The Coalition has also announced that it will implement a 'one stop shop' for environmental approvals to try and cut through this layer of red tape.

A report by the Business Council of Australia found that resources projects are 40% more costly in Australia than in the USA, hospitals cost 62% more, schools 26% more and airports a staggering 90% more.

To put it simply: doing business in Australia is getting more complicated and more expensive, but less productive.

In my own portfolio, I am concerned about the lack of competitiveness and productivity in our shipping industry under Labor and the flow on effect that has to industries like sugar, mineral sands and cement, not to mention the containerised movement around our coast of products manufactured in Australia.

From the 1 July last year a new three-tiered licencing arrangements came into effect from which abolished the old licence and permit system.

Without going into the detail of the reforms, suffice to say that during the parliamentary committee processes many shipping companies raised concerns about increasing red tape and costs that would be incurred under the new requirements.

Some companies are reporting container rates from Melbourne to Brisbane at almost twice the cost of that from Singapore to Melbourne. Others have reported an almost doubling of bulk freight rates on the east west route. This cost impact is having a serious flow on effect to sectors of our manufacturing industry, which as we know, is already struggling to compete.

When it is cheaper to ship sugar from Thailand or cement from China than around our coast, there is something going seriously wrong with our regulatory arrangements.

Should the Coalition be successful at the forthcoming election, I will be seeking to address these seemingly unnecessary burdens on the shipping industry.

There can be no doubt that Australia's shipping industry must play a more important role in our freight network.

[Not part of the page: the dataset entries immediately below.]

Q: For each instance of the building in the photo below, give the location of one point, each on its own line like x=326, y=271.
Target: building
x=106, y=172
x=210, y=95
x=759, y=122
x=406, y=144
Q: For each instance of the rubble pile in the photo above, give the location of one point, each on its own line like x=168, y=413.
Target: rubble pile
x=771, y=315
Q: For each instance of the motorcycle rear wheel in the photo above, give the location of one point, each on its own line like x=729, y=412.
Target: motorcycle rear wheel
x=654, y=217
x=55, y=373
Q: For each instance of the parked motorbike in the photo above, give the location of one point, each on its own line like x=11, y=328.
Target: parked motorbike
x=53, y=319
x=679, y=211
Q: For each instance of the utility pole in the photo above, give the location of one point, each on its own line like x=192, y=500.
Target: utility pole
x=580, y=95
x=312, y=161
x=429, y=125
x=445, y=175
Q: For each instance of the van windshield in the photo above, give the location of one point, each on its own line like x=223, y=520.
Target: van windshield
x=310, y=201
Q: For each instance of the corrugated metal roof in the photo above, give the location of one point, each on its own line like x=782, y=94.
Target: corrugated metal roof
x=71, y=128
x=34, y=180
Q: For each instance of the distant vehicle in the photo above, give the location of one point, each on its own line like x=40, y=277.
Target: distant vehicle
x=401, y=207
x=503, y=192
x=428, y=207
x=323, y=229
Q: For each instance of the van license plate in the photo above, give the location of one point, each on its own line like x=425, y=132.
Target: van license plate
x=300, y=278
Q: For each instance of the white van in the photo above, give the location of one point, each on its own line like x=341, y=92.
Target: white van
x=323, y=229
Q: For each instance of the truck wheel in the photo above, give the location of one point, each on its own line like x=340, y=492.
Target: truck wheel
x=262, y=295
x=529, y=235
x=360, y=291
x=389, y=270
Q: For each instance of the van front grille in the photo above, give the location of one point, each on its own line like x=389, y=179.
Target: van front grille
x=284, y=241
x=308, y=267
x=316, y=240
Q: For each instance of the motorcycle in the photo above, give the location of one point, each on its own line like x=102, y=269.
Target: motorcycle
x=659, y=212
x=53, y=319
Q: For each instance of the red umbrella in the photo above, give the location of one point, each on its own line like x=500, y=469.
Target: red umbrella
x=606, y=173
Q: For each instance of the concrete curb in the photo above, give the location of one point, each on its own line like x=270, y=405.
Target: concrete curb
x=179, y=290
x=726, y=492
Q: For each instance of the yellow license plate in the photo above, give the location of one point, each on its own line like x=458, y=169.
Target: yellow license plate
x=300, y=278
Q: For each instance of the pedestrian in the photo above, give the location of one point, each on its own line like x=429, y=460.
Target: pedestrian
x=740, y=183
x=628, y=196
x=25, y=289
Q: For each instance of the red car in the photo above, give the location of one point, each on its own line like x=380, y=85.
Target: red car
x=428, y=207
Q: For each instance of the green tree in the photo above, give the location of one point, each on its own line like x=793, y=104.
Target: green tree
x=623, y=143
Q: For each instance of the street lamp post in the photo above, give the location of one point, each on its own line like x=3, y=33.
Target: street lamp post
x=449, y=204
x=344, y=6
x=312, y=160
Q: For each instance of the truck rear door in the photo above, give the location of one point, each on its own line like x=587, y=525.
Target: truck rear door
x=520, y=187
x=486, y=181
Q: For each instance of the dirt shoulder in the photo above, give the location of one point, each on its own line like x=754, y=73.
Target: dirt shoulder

With the domestic freight task set to double over the next 20 years, and treble along the eastern seaboard, our shipping industry needs to do more, not less.

Shipping has the capacity to move large quantities of cargo across vast distances in an efficient way and we need to ensure that it is a productive part of our transport network.

In conclusion, infrastructure clearly has a role to play in driving productivity in Australia.

We need 21st century solutions if we are to have a 21st century infrastructure system.

The importance of better road and rail networks that actually link into ports to get products to markets - here of overseas - in the most efficient way possible cannot, and must not, be under-estimated.

Infrastructure is intrinsically linked to the growth and recovery of the Australian economy and rest assured that the Coalition will continue its strong track record of infrastructure investment and will seek to facilitative
further investment from the private sector where possible.

Our miners will continue to mine and process resources for the world. Our farmers will continue to produce food and fibre for an ever-hungrier world.

But they will only be competitive if our infrastructure system is world-class.
We have to ensure that our infrastructure is geared to meet those growing demands and that our communities can share in that growth.

Thank you, again, for the opportunity to address you today.